An exaggeration, but to make a point. My writing style can, charitably, be called more Lewisian; not so charitably, “the son-of-bitch-writer never explains anything!” Guilty as charged. I have a story to tell and my characters would be rather miffed at me if I take time to describe the leaves on the trees.
A positive of that, though, is in the million of tiny cracks and folds of my novels, there lurk hundreds of more stories. Back in January, I realized that over the course of five years being in Machine Civilization, I was able to pull together a short story collection. Below the fold is another example. Based upon “real life” – whatever that means – events, I was able to peek in on an interaction between Faustina and a civilian in a far flung corner of her imperium. This takes place about halfway through “Empress Crusade;” it is not in the book, but it is canon. Fodder for my next collection!
Standing on her horse’s back to get a better view, General Faustina Hartmann looked through her field glasses at the ranks of the Memphis army, tramping north along the little, broken road. Her opposite, General Willis, had asked if they could move a few miles south, toward Oxford, then west, to the old Interstate. She had countered by informing him that moving one foot south would be considered an act of war and treated accordingly. With the ink barely dry on the treaty they had signed yesterday afternoon, Willis had scowled but agreed.

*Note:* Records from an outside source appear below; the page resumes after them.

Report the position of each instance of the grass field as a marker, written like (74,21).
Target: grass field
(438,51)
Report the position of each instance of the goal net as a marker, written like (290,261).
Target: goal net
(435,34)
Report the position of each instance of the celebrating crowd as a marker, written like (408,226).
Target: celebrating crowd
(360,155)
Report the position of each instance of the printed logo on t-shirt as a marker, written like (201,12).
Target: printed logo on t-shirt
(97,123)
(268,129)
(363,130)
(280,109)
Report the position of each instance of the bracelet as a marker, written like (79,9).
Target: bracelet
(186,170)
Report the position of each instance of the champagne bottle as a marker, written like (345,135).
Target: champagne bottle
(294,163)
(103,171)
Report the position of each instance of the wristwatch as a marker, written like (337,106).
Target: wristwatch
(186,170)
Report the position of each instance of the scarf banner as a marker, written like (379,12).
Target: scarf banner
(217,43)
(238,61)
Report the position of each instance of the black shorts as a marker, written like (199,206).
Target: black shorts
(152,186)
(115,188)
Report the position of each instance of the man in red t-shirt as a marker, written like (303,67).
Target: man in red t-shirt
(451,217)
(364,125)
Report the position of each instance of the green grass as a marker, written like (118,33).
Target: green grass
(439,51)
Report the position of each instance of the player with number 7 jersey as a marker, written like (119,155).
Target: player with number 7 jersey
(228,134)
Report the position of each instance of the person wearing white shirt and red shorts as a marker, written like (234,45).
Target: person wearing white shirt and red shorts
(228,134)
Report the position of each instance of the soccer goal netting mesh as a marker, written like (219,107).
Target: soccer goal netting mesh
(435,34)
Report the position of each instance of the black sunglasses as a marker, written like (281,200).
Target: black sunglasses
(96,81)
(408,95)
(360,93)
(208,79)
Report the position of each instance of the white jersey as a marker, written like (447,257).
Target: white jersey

“After all,” she called from her perch, “the other old highway is only twenty miles north of here. A turn left and they are back to Memphis thirty miles later. Easy.”
“Easy for the legions, General,” her legate of Second Legion, Owens observed, safely seated in his saddle. “For that force? I’ve my doubts.”
He watched her watching the other army. A constant series of little motions in her legs and back kept her steady. Her legs suddenly parted and she used her inner thighs to slow her drop back into the saddle. The general’s mare gave a small snort in protest.
“Which is why my boys get a holiday today!” Faustina smiled while stowing her glasses. “Our cavalry scouts will stick to their tail end like a burr, keeping me informed that they are in fact first on their way, then later, out of my imperium!”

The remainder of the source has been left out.